High energy cosmic rays experiments inspired by noncommutative quantum field theory

TL;DR

This paper investigates noncommutative quantum field theory inspired by high energy cosmic rays, analyzing neutrino interactions and decay processes to explore potential modifications in neutrino behavior and implications for cosmology.

Contribution

It provides a covariant theta-exact noncommutative gauge field theory framework with explicit neutrino two-point functions and discusses conditions under which UV divergences vanish, revealing novel neutrino dispersion effects.

Findings

Neutrino two-point function with UV/IR mixing decoupled

UV divergent and UV/IR mixing terms vanish for specific theta

Neutrino dispersion relations may allow superluminal propagation

Abstract

Phenomenological analysis of the covariant theta-exact noncommutative (NC) gauge field theory (GFT), inspired by high energy cosmic rays experiments, is performed in the framework of the inelastic neutrino-nucleon scatterings, plasmon and $Z$-boson decays into neutrino pair, the Big Bang Nucleosynthesis (BBN) and the Reheating Phase After Inflation (RPAI), respectively.

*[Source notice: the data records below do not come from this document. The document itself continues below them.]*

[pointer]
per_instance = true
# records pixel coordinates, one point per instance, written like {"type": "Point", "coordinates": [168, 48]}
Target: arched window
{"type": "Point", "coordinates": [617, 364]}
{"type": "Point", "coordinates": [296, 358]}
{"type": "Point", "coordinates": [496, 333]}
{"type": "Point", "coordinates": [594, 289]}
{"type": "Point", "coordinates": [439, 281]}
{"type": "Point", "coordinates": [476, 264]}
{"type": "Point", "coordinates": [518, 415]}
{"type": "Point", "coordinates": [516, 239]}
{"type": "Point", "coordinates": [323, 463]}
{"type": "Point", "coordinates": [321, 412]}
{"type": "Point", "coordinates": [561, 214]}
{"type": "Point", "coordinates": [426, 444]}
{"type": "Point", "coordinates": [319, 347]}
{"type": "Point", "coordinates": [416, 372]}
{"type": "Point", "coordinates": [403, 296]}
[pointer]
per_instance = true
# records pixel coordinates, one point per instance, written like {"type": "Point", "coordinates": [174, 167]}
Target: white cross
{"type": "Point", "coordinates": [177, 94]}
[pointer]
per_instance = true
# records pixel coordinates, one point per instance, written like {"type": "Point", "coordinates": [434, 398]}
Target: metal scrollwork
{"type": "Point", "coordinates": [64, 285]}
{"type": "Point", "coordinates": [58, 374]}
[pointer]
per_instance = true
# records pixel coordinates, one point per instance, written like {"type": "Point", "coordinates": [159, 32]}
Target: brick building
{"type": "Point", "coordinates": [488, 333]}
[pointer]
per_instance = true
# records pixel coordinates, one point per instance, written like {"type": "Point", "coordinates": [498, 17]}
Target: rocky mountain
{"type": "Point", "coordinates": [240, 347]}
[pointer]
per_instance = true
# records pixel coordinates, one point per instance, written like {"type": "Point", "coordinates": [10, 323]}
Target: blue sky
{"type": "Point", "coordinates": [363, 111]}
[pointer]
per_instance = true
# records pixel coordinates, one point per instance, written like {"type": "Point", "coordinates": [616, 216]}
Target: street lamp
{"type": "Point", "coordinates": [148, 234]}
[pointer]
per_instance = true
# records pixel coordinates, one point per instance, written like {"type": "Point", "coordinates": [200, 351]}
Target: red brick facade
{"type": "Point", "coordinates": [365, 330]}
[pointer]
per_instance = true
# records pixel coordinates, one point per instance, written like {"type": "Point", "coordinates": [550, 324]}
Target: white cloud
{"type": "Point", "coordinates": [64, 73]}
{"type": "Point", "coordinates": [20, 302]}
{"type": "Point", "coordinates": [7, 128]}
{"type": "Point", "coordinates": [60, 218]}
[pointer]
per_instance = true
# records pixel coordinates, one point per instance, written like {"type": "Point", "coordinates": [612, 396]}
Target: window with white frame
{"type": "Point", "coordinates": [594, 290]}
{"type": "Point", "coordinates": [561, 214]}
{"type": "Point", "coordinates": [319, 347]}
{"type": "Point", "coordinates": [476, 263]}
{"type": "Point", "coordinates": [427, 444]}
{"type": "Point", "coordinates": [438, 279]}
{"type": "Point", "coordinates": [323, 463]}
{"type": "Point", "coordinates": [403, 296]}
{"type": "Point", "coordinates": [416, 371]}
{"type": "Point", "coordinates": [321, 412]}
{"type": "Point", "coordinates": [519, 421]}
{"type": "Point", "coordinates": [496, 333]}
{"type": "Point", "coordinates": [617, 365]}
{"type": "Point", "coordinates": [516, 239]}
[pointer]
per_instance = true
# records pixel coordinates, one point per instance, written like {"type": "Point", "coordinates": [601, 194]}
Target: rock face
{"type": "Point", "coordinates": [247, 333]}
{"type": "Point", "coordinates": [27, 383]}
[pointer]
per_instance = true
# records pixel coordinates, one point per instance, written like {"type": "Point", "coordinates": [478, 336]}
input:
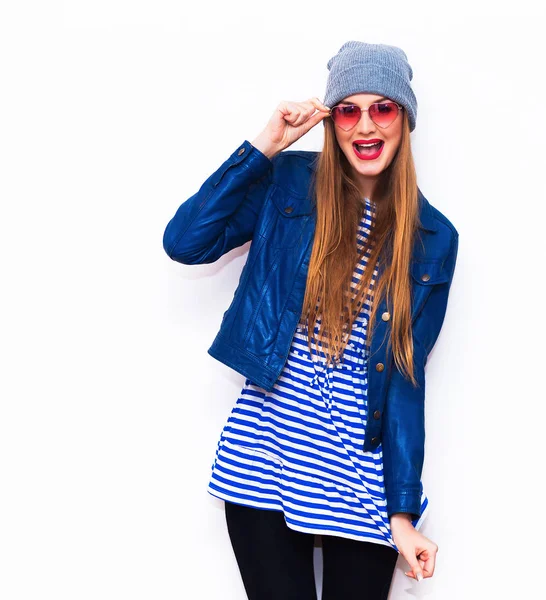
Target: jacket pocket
{"type": "Point", "coordinates": [291, 214]}
{"type": "Point", "coordinates": [429, 272]}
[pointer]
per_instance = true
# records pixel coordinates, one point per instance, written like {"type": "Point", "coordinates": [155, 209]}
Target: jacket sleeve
{"type": "Point", "coordinates": [403, 439]}
{"type": "Point", "coordinates": [222, 215]}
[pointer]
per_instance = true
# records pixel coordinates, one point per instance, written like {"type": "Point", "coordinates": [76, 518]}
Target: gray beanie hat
{"type": "Point", "coordinates": [371, 68]}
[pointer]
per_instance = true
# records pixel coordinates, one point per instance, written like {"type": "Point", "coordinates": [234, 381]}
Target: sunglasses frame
{"type": "Point", "coordinates": [400, 108]}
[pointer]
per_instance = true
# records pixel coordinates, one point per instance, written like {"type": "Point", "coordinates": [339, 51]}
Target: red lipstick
{"type": "Point", "coordinates": [369, 153]}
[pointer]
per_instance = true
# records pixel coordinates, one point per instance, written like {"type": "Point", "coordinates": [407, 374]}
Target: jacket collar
{"type": "Point", "coordinates": [426, 217]}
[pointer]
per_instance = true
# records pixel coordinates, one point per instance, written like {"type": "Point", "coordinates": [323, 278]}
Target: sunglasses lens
{"type": "Point", "coordinates": [384, 113]}
{"type": "Point", "coordinates": [346, 117]}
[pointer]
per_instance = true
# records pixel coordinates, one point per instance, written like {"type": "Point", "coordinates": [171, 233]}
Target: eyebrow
{"type": "Point", "coordinates": [380, 100]}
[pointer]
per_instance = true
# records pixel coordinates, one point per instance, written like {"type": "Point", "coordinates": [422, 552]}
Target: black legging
{"type": "Point", "coordinates": [276, 562]}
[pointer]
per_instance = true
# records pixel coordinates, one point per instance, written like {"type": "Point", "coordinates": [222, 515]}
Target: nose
{"type": "Point", "coordinates": [365, 125]}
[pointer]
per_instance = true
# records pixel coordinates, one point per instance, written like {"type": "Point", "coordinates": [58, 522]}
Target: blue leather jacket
{"type": "Point", "coordinates": [251, 197]}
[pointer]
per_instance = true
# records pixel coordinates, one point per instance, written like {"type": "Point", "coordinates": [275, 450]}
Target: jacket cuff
{"type": "Point", "coordinates": [405, 501]}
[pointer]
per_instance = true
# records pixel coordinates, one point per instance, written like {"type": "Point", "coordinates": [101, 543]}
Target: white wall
{"type": "Point", "coordinates": [111, 406]}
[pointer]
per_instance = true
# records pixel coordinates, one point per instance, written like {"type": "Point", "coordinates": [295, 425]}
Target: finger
{"type": "Point", "coordinates": [312, 121]}
{"type": "Point", "coordinates": [290, 111]}
{"type": "Point", "coordinates": [415, 567]}
{"type": "Point", "coordinates": [430, 563]}
{"type": "Point", "coordinates": [319, 105]}
{"type": "Point", "coordinates": [305, 112]}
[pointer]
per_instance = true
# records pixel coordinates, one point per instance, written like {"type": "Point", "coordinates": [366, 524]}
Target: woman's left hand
{"type": "Point", "coordinates": [418, 550]}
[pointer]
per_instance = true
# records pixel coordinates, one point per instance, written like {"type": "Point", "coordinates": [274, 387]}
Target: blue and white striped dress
{"type": "Point", "coordinates": [298, 448]}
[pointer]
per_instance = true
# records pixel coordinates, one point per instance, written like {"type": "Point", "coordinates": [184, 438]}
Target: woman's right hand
{"type": "Point", "coordinates": [289, 122]}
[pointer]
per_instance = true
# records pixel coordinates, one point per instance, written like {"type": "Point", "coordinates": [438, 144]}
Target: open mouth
{"type": "Point", "coordinates": [368, 151]}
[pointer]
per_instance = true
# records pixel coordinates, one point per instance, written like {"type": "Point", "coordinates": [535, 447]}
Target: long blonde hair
{"type": "Point", "coordinates": [335, 253]}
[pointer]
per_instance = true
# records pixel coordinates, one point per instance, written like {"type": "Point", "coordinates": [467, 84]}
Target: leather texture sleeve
{"type": "Point", "coordinates": [403, 438]}
{"type": "Point", "coordinates": [223, 213]}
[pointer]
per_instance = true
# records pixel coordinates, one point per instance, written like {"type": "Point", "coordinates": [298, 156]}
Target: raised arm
{"type": "Point", "coordinates": [222, 215]}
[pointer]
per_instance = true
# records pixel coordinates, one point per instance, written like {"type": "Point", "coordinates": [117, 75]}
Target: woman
{"type": "Point", "coordinates": [327, 435]}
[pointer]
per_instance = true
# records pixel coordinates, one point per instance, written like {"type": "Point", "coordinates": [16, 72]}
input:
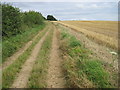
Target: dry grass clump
{"type": "Point", "coordinates": [103, 32]}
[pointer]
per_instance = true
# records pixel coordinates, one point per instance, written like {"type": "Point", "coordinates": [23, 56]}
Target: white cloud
{"type": "Point", "coordinates": [93, 6]}
{"type": "Point", "coordinates": [60, 0]}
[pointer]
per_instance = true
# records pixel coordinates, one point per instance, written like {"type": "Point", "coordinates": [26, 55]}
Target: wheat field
{"type": "Point", "coordinates": [103, 32]}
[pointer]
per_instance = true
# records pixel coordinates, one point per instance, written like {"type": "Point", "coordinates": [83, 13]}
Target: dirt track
{"type": "Point", "coordinates": [14, 57]}
{"type": "Point", "coordinates": [21, 80]}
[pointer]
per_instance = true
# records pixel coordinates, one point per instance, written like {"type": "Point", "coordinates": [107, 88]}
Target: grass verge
{"type": "Point", "coordinates": [81, 70]}
{"type": "Point", "coordinates": [12, 44]}
{"type": "Point", "coordinates": [38, 74]}
{"type": "Point", "coordinates": [9, 74]}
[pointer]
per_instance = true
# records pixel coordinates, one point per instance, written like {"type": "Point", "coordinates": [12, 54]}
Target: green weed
{"type": "Point", "coordinates": [81, 70]}
{"type": "Point", "coordinates": [9, 74]}
{"type": "Point", "coordinates": [38, 75]}
{"type": "Point", "coordinates": [12, 44]}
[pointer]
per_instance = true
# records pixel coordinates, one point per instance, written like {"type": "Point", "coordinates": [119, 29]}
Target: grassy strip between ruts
{"type": "Point", "coordinates": [80, 69]}
{"type": "Point", "coordinates": [38, 74]}
{"type": "Point", "coordinates": [10, 73]}
{"type": "Point", "coordinates": [12, 44]}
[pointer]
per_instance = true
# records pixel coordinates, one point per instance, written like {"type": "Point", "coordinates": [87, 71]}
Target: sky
{"type": "Point", "coordinates": [92, 10]}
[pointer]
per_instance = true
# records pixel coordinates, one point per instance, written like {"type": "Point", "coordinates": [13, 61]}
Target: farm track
{"type": "Point", "coordinates": [22, 78]}
{"type": "Point", "coordinates": [14, 57]}
{"type": "Point", "coordinates": [101, 52]}
{"type": "Point", "coordinates": [55, 77]}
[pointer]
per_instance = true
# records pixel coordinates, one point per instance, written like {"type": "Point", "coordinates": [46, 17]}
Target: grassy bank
{"type": "Point", "coordinates": [10, 73]}
{"type": "Point", "coordinates": [14, 43]}
{"type": "Point", "coordinates": [38, 74]}
{"type": "Point", "coordinates": [80, 69]}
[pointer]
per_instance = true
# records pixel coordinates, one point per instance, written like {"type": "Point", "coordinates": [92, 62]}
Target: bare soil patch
{"type": "Point", "coordinates": [14, 57]}
{"type": "Point", "coordinates": [22, 78]}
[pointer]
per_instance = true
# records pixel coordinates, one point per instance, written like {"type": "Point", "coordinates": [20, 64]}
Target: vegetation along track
{"type": "Point", "coordinates": [99, 51]}
{"type": "Point", "coordinates": [22, 79]}
{"type": "Point", "coordinates": [14, 57]}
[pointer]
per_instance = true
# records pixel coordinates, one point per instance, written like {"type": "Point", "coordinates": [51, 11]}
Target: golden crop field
{"type": "Point", "coordinates": [104, 32]}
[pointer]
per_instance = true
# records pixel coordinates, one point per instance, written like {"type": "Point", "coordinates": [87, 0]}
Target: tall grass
{"type": "Point", "coordinates": [38, 74]}
{"type": "Point", "coordinates": [12, 44]}
{"type": "Point", "coordinates": [80, 69]}
{"type": "Point", "coordinates": [10, 73]}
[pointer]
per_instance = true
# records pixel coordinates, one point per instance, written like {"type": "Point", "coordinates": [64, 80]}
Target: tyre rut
{"type": "Point", "coordinates": [21, 80]}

Next we have have found neutrino two-point function and shows a closed form decoupling of the hard ultraviolet (UV) divergent term from softened ultraviolet/infrared (UV/IR) mixing term and from the finite terms as well. For a certain choice of the noncommutative parameter theta which preserves unitarity, problematic UV divergent and UV/IR mixing terms vanish. Non-perturbative modifications of the neutrino dispersion relations are assymptotically independent of the scale of noncommutativity in both the low and high energy limits and may allow superluminal propagation.